Ben yang kini menjabat Co-Founder & CMO Muslimarket.com menuturkan, keberanian lembaga keuangan nonbank membiayai film selayaknya berdampak positif terhadap produktivitas dan kapabilitas para pembuat film (filmmakers).
"Kita lihat bisnis tech startup sekarang sudah besar. Kami harapkan industri kreatif lain yang bisa seperti itu adalah perfilman," katanya ditemui usai jumpa pers Ideafest 2018, Jakarta, Senin (23/10).
Ben menuturkan, bisnis rintisan (startup) berbasis teknologi digital mulai berkembang 10 tahun lalu. Seiring dengan digitalisasi teknologi, tech startup kini menjadi bisnis yang dilirik banyak investor. Industri film diharapkan bisa seperti itu pula pula.
(Baca juga: Pendanaan Film, Produser Mira Lesmana Belum Pernah Dibiayai Bank)

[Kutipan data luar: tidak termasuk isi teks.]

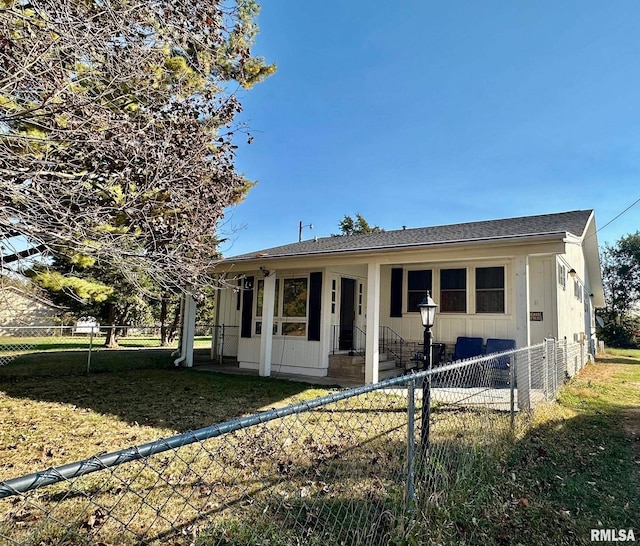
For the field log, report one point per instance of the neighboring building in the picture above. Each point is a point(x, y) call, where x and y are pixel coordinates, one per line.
point(20, 306)
point(522, 278)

Produk film yang diperkirakan bakal tumbuh pesat dalam 5 tahun mendatang selain film komersil di bioskop adalah serial. Hal ini sejalan dengan berkembangnya jaringan film over the top (OTT), seperti Viu. Lebih dari itu, imbuh Ben, Indonesia memiliki potensi kekayaan intelektual pada kaum muda dan inilah modal utama industri film.
"Para filmmaker dulu dapat duit nomor satunya dari bioskop tetapi sekarang ada platform teknologi, seperti OTT itu. Teknologi bisa membantu pelaku ekraf mempercepat perkembangan bisnisnya," ucap pria yang juga menjabat Co-Chairman Ideafest 2018 tersebut.
Tantangan pendanaan di industri perfilman ke depan diyakini semakin bisa diatasi. Sikap optimis ini sejalan dengan kehadiran sejumlah perusahaan modal ventura, seperti Ideosource, yang fokus memberi pembiayaan kepada filmmaker.
Semakin banyak lembaga keuangan nonbank di dalam negeri yang masuk dapat merangsang investor asing untuk turut serta. Apalagi, jika para modal ventura lokal dapat membuktikan bahwa industri film Indonesia menguntungkan.
Ben berpendapat, kesediaan investor mendanai suatu proyek film tidak hanya dari nama besar filmmaker. "Prospek pasar dari ceritanya bagaimana? Dipetimbangkan pula ini cerita original atau adatapsi. Sutradaranya siapa, barulah siapa saja yang main," ujar dia.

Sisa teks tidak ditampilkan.